Four end-to-end distributed ML pipelines on the Stanage HPC cluster, each covering a different ML pattern at production scale.

1. Web access log mining (1.9M records)

Parsed and aggregated NASA web logs to surface time-of-day access heatmaps and resource-popularity rankings. Streaming-friendly transformations using PySpark DataFrames so the same code scales to logs orders of magnitude larger.

2. Traffic prediction (GLM on 5M+ records)

Built a Generalised Linear Model regression pipeline over a UK Highways traffic dataset with proper temporal train/test splits — predicting next-interval volume from rolling-window features. Evaluated against a baseline mean predictor for honest reporting.

3. HIGGS binary classification (11M records)

Compared Logistic Regression, Random Forest, and Gradient Boosted Trees on the HIGGS particle-physics dataset. Used cross-validation with hyperparameter tuning and ROC-AUC + PR-AUC for evaluation under class imbalance.

4. MovieLens recommendations (20M ratings)

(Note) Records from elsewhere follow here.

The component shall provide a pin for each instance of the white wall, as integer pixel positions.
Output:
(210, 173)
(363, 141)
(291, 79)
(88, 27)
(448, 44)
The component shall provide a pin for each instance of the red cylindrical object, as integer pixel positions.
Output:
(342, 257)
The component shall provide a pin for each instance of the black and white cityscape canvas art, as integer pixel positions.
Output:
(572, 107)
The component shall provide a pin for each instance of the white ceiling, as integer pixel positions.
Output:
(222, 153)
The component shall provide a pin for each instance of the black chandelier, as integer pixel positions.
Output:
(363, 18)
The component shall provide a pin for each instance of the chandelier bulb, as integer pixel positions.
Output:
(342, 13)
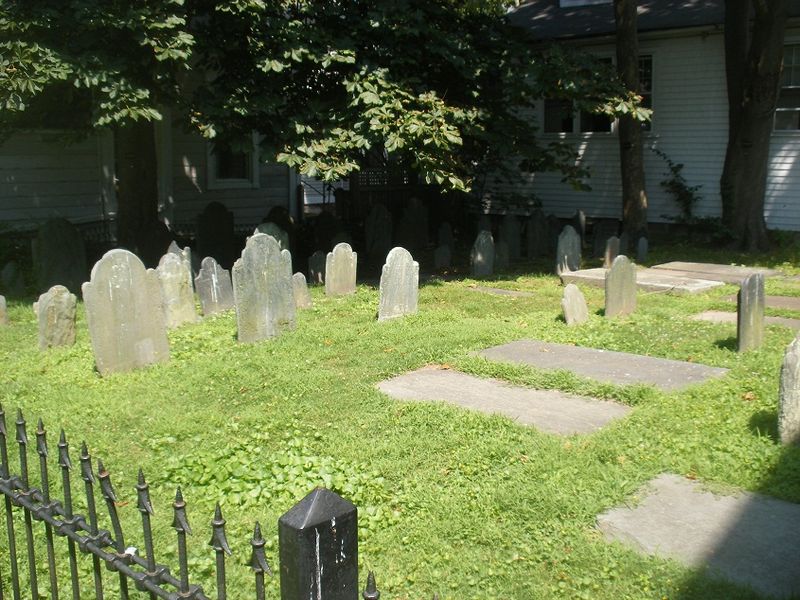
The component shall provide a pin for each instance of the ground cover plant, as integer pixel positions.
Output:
(454, 502)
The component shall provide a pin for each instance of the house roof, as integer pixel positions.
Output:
(547, 20)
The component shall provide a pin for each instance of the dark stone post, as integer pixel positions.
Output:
(319, 548)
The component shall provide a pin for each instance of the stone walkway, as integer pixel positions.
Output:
(548, 410)
(605, 365)
(745, 538)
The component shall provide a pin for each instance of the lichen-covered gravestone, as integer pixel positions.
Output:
(574, 306)
(177, 294)
(340, 271)
(262, 290)
(399, 288)
(568, 251)
(124, 314)
(481, 259)
(789, 397)
(214, 287)
(55, 311)
(620, 287)
(750, 320)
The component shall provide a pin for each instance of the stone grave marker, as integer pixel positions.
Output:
(750, 323)
(340, 271)
(620, 287)
(124, 314)
(262, 290)
(482, 256)
(573, 304)
(399, 287)
(302, 297)
(568, 251)
(214, 287)
(177, 293)
(55, 311)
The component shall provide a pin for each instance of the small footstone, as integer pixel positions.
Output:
(746, 538)
(574, 306)
(548, 410)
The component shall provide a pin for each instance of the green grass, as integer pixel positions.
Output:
(454, 502)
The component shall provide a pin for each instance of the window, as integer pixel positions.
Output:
(787, 113)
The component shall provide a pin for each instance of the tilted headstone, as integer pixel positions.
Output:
(177, 292)
(214, 287)
(302, 297)
(55, 311)
(750, 320)
(481, 259)
(399, 287)
(789, 396)
(262, 290)
(612, 251)
(59, 256)
(574, 305)
(316, 268)
(568, 251)
(124, 314)
(620, 287)
(340, 271)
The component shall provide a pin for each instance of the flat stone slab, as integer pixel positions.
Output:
(647, 280)
(619, 368)
(548, 410)
(745, 538)
(719, 316)
(714, 272)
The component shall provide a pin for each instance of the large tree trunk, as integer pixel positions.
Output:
(753, 59)
(634, 197)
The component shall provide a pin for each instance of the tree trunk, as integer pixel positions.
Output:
(634, 196)
(753, 60)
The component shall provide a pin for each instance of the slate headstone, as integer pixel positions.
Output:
(214, 287)
(124, 314)
(399, 287)
(481, 258)
(262, 290)
(55, 311)
(620, 287)
(573, 304)
(750, 322)
(340, 271)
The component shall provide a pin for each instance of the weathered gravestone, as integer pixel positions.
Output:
(620, 287)
(568, 251)
(124, 314)
(399, 287)
(340, 271)
(262, 290)
(750, 322)
(481, 258)
(59, 256)
(177, 294)
(573, 304)
(55, 311)
(302, 298)
(214, 287)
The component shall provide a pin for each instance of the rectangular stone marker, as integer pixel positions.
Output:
(340, 270)
(399, 287)
(750, 323)
(124, 314)
(214, 287)
(620, 288)
(548, 410)
(746, 538)
(55, 311)
(262, 290)
(619, 368)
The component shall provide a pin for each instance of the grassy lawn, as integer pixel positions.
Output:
(450, 501)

ALS collaborative filtering plus k-means user-clustering to surface genre-preference profiles. Held-out test set evaluation with RMSE and top-N retrieval metrics.

Why this matters

Most ML coursework lives in single-machine notebooks. This project pushed the same modelling discipline onto a real distributed-compute environment: SLURM job scheduling, partition tuning, memory-aware joins, and writing queries that survive when the data doesn't fit on one node.

What I'd do differently

Rebuild the traffic prediction step with a proper time-series cross-validator rather than a single split, and explore Spark Structured Streaming for the web-log mining pipeline so it could ingest live logs.